HNA Group, one of China's most acquisitive conglomerates, agreed to buy CIT Group Inc.'s aircraft-leasing business for $10 billion, giving billionaire Chairman Chen Feng command over the biggest Chinese-owned fleet for rent.

HNA's Avolon Holdings Ltd. will create a leasing business with a fleet of 910 aircraft valued at more than $43 billion, the Dublin- and Hong Kong-based company said Thursday in a statement. The deal is scheduled to be completed at the end of the first quarter after regulatory and shareholder approval.

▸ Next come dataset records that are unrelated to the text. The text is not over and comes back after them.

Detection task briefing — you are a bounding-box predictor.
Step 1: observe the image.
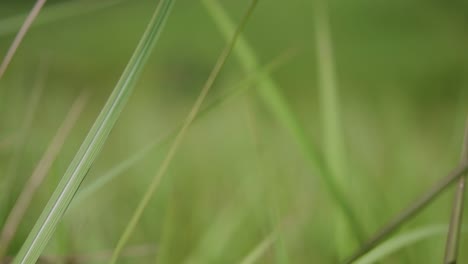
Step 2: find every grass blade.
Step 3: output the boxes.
[202,0,364,241]
[355,225,462,264]
[110,0,258,263]
[344,162,468,263]
[0,62,48,213]
[445,118,468,263]
[14,0,173,264]
[69,49,291,209]
[0,96,85,259]
[0,0,46,79]
[0,0,124,37]
[314,0,353,257]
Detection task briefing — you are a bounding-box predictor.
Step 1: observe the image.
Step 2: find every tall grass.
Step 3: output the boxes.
[14,0,174,263]
[0,93,86,259]
[0,0,125,36]
[345,162,468,263]
[445,118,468,263]
[202,0,364,241]
[71,51,292,208]
[0,0,46,79]
[314,0,354,257]
[109,0,258,264]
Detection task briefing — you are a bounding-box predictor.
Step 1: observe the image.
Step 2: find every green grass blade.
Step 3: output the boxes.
[0,0,46,79]
[0,61,49,213]
[14,0,173,264]
[0,93,86,259]
[354,225,462,264]
[314,0,353,257]
[202,0,364,241]
[0,0,124,37]
[110,0,258,263]
[69,49,291,210]
[445,118,468,263]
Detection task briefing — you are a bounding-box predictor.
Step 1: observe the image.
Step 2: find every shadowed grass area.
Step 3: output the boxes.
[0,0,468,264]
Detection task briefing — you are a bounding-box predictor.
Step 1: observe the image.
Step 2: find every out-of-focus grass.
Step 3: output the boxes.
[0,0,468,263]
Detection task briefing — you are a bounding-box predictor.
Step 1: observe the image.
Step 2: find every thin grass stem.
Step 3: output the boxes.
[69,51,293,210]
[202,0,365,241]
[0,0,126,37]
[444,118,468,264]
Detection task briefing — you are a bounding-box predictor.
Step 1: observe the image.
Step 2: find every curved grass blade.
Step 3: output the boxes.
[0,61,49,216]
[0,96,85,259]
[0,0,125,37]
[14,0,173,264]
[109,0,258,263]
[355,225,465,264]
[202,0,364,241]
[0,0,46,79]
[69,49,291,210]
[444,118,468,263]
[344,162,468,263]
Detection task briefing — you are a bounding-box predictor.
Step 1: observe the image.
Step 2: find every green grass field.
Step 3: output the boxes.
[0,0,468,264]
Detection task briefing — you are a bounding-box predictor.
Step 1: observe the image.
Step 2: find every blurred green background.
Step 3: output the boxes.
[0,0,468,263]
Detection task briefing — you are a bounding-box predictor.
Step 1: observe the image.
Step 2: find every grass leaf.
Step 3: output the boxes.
[0,96,86,259]
[445,118,468,263]
[354,225,462,264]
[14,0,173,263]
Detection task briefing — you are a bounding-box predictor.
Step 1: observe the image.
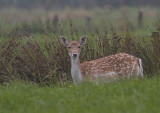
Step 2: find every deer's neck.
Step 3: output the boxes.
[71,58,82,84]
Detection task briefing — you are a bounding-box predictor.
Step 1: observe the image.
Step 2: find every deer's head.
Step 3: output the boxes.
[60,36,87,60]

The transaction adds to the group's more than $10 billion of acquisitions announced this year and expands its travel and leisure business spanning airports, airlines and hotels. A growing middle class in the Asia-Pacific region — including China, poised to become the biggest aviation market within two decades — is spurring greater air travel and prompting carriers to increase their fleets while competition makes fares affordable to more people.

CIT intends to return $3.3 billion of common equity to shareholders, the New York-based bank said Thursday in a separate statement. The commercial lender is seeking to reduce annual operating expenses by $125 million over the next two years as it targets a return on tangible common equity of 10 percent, the firm said in March. The company has been exploring a sale of its aircraft business, which comprised about 23 percent of assets before the sale, since last year.

Shares Rise

CIT rose 4.4 percent to $38 in extended trading at 5:08 p.m. in New York. The stock had dropped 8.3 percent this year through the close of regular trading Thursday.

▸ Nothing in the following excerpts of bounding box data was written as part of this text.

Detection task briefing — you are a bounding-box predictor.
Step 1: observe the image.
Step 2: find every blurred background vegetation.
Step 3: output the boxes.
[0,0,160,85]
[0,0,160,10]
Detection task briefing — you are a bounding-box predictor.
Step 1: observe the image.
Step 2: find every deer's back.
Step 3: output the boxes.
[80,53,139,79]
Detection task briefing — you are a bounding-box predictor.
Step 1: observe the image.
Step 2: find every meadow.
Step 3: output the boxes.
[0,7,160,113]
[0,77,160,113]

Airlines in Asia will fly more than 16,000 planes within 20 years, almost tripling the current number, according to estimates by Boeing Co. In the past three decades, the number of aircraft owned by operating lessors jumped 11 percent a year, according to Singapore-based Phillip Capital Pte.

Carriers are finding it can be cheaper to hire jets and avoid the millions of dollars required in initial outlay to buy them. For investors, the plane-leasing business may be more lucrative than running an airline, with contracts typically locked in for several years and ensuring a steady earnings stream.

HNA is among the most active players in what's shaping up to be a record year for overseas acquisitions by Chinese companies.

Azul, Virgin

In August, HNA completed the purchase of a stake in Azul Linhas Aereas Brasileiras SA, Brazil's third-largest airline, after agreeing in May to buy part of Virgin Australia Holdings Ltd. The group expects to complete its acquisition of Swiss airline caterer Gategroup Holding AG this year after taking over airport luggage-handler Swissport International Ltd. in February.

HNA has also shopped for non-aviation assets. U.S. computer and software distributor Ingram Micro Inc. agreed to be bought by a unit of HNA for $6 billion in February, and the Chinese group is seeking to buy the owner of the Radisson and Park Inn hotel brands.

HNA posted 2015 revenue of almost 190 billion yuan ($28 billion) and had about 200,000 employees worldwide, according to its website. Aviation is a key business for HNA, whose airlines include Hainan Airlines Co., the fourth biggest in China. The group's airlines flies more than 800 domestic and international routes with a fleet of 1,250 aircraft as of July.

Aercap Holdings NV and GE Capital Aviation Services, known as GECAS, are the plane-leasing market leaders, each with more than 1,000 planes in operation, according to Bloomberg Intelligence. Avolon said it had a fleet of 443 planes at the end of the second quarter. BOC Aviation Ltd., the aircraft-leasing unit of Bank of China, has 483 aircraft, according to a company statement.

In January, HNA-controlled Bohai Leasing Co. acquired Avolon in a $7.6 billion deal.